EULOGY of the dead president we leave to others; there is no lack
of it, nor of sincere sorrow, in any part of the world. Here this
was to be expected, but judging from the messages received from
abroad, the Vienna Neues Weiner Tageblatt does not exaggerate
when it says: The ocean is not wide enough to hold all the sympathy
that streams from the old world to the new.

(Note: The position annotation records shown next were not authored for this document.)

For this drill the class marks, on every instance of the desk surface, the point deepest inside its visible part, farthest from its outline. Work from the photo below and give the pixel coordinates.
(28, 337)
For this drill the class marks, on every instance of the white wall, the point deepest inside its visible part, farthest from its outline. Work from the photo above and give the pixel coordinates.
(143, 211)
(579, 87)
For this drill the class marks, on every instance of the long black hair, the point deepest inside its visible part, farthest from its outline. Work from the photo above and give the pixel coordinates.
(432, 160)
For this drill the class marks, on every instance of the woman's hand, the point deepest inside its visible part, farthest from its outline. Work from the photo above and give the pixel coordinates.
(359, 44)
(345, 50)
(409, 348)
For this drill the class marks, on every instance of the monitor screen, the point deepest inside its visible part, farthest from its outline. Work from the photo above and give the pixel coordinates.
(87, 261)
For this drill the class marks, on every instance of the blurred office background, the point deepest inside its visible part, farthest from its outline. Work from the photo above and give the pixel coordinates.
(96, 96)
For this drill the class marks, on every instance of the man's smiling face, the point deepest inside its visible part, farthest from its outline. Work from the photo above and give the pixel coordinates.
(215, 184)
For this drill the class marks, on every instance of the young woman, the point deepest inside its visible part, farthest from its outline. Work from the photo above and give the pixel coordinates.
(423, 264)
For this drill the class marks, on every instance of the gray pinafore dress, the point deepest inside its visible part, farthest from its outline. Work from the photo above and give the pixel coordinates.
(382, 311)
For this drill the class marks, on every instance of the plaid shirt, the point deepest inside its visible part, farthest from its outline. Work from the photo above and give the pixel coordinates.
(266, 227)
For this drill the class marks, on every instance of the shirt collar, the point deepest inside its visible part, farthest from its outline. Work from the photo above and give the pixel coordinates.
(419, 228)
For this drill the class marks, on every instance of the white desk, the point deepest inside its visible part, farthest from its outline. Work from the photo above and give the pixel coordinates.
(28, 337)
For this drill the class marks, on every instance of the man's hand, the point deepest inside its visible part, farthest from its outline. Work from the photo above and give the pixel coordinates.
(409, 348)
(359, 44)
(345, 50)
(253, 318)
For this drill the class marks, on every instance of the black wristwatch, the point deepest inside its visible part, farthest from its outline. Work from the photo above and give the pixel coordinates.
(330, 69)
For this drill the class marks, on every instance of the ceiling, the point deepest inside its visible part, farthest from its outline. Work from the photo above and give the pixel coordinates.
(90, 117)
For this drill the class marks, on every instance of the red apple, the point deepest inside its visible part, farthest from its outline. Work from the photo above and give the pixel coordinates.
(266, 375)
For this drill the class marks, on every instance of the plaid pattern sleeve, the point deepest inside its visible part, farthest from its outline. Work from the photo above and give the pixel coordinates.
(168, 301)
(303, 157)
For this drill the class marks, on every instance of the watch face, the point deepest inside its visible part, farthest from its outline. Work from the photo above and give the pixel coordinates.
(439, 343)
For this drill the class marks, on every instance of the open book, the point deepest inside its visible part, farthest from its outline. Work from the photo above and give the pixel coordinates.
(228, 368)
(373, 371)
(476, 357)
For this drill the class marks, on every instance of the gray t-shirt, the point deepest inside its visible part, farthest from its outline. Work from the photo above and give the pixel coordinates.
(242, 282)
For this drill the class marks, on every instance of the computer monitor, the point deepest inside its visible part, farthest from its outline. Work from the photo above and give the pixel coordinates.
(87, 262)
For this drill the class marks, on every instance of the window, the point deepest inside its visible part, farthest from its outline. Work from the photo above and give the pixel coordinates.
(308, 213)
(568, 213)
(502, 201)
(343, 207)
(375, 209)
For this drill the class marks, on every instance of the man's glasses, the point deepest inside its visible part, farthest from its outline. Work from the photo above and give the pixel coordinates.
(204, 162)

IT seems as though William McKinley had to die as he did in order
that the people of this country and others might know him. Nothing
could have been more plain than that President McKinleys one rule
of conduct was the conscientious performance of his duty to the
people. This did not secure immunity from the harshest criticism
which sometimes amounted to villification. Now his death and the
way in which he met it has shamed those who have called him weak,
an oppressor and tyrant abroad, and a conspirator against rights
and liberties at home.
THEODORE ROOSEVELT, the constitutional successor to the presidency,
took the oath of office at Buffalo on Saturday afternoon less than
twelve hours after the death of President McKinley. The oath was
administered by United States District Judge John R. Hazel at the
home of Mr. Ansley Wilcox. Of great importance is the statement
which President Roosevelt made just before he took the oath. I
wish, he said solemnly to the cabinet officers and others who were
gathered in the room, to say that it shall be my aim to continue
absolutely unbroken the policy of President McKinley for the peace
and prosperity and the honor of our beloved country.
THUS while the people of the United States have lost one highly
esteemed public servant they see him replaced by another whose character
and experience justify the belief that he will in every way be a
worthy successor to President McKinley. President Roosevelts courage
has never been questioned; good administration is with him a passion;
he has preached it and enforced it throughout his public life. For
these reasons there is every reason to expect that the progress
and prosperity of the country will continue under the new chief
executive, who has asked the McKinley cabinet to remain in office
and secured their promises to do so for the present.
NATURALLY the avoidance of a repetition of crimes of the kind which
have deprived the nation of three of its presidents is the subject
of most earnest consideration, but no practicable suggestions have
yet been made. It is to be presumed that the assailant expects to
accomplish the death of his victim; what then is to be gained by
making an attempt upon the presidents life punishable by death
without regard to the actual outcome of the attempt? Probably nothing
can be done to preclude the possibility of such attacks upon the
heads of nations, but the preaching if not the mad practise of anarchy
can be stopped, and it doubtless will be until we again grow careless
of the safety of our highest state officials.